Depois de Nero, sabemos que durante o principado de Domiciano (81-96 d.C.) os cristãos foram acusados de deslealdade política, motivada quando o culto ao imperador foi reforçado na Ásia Menor, onde se encontravam muitas comunidades cristãs. Assim, sob Domiciano, cristãos foram mortos por não cultuarem o imperador. Geralmente, é isso que pensamos como principal causa das perseguições: os cristãos eram mortos porque não reconheciam o imperador como deus. Na verdade, a documentação revela que esta não era a prática corrente ou fator decisivo para os martírios. Afinal,  era comum os imperadores receberem culto somente após a sua morte.
Assim, a causa maior que motivava as perseguições era a negação de sacrificar aos deuses. Em relação ao culto imperial os registros revelam que se tratava da negação de juramento ao seu gênio (uma espécie de espírito ancestral protetor) ou a negação do sacrifício aos deuses em seu nome.

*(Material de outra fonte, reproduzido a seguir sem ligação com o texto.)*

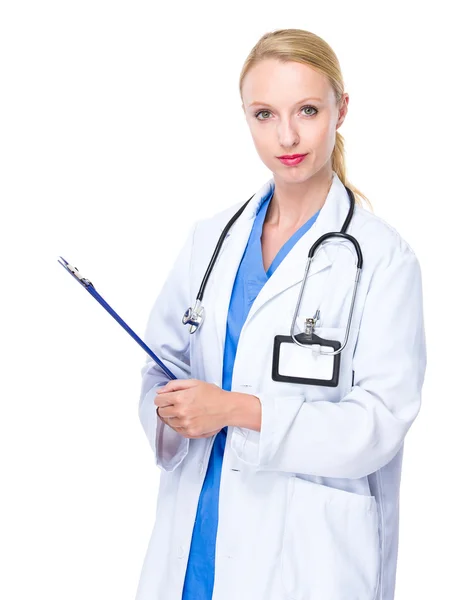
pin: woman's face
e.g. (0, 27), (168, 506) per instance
(242, 59), (349, 182)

Outra questão curiosa é que todo esse procedimento, quando necessário, ocorria dentro da legalidade. Isso significa que o processo judicial que os cristãos sofriam era baseado nos mesmos procedimentos para qualquer outro crime. Não se configurava do ponto de vista legal em uma ação arbitrária por parte do Estado.
Nas províncias, os julgamentos mais importantes eram feitos diante dos governadores. Já em Roma, eles aconteciam diante do prefeito da cidade.
Um cidadão romano poderia apelar para um segundo julgamento diante do imperador. Mas a partir da documentação não dá pra dizer que isso acontecia com os cristãos. Então dá pra pensar duas coisas:
  1. Nenhum caso foi considerado de grande importância por parte das autoridades, a ponto de ser necessário um segundo julgamento pelo imperador. 
  2. Ou, o que mais provável: os cristãos não apelavam por que o martírio era a forma mais perfeita de se associarem aos sofrimentos de Jesus Cristo. 
Outra questão curiosa. Tudo indica que nunca houve uma lei geral contra o cristianismo que valesse para todo o Império, exceto no breve período em que as perseguições foram orquestradas diretamente pelos imperadores.
Na maior parte do tempo, as perseguições foram locais e não gerais para todo o território imperial. Além disso, um governador não podia tomar iniciativa nas perseguições. Era necessária uma denúncia e o delator tinha de agir com prudência, pois uma acusação falsa ou ausência de provas incorria em crime de calúnia. Isso fica claro na resposta do Imperador Trajano a uma carta enviada em 112 d.C. por Plínio, que ocupava a função de legado imperial na Bitínia e no Ponto. Trajano orienta a não procurar os cristãos para puni-los, mas apenas agir mediante uma denúncia.
No entanto, este tipo orientação poderia ser ignorada, como aconteceu nas perseguições de Lião e de Viena ocorridas em 177 d.C. por mando do governador. E quando um governador dava ordem de perseguição ele não estava descumprindo a lei, uma vez que ele não era obrigado a seguir uma determinação de um imperador anterior.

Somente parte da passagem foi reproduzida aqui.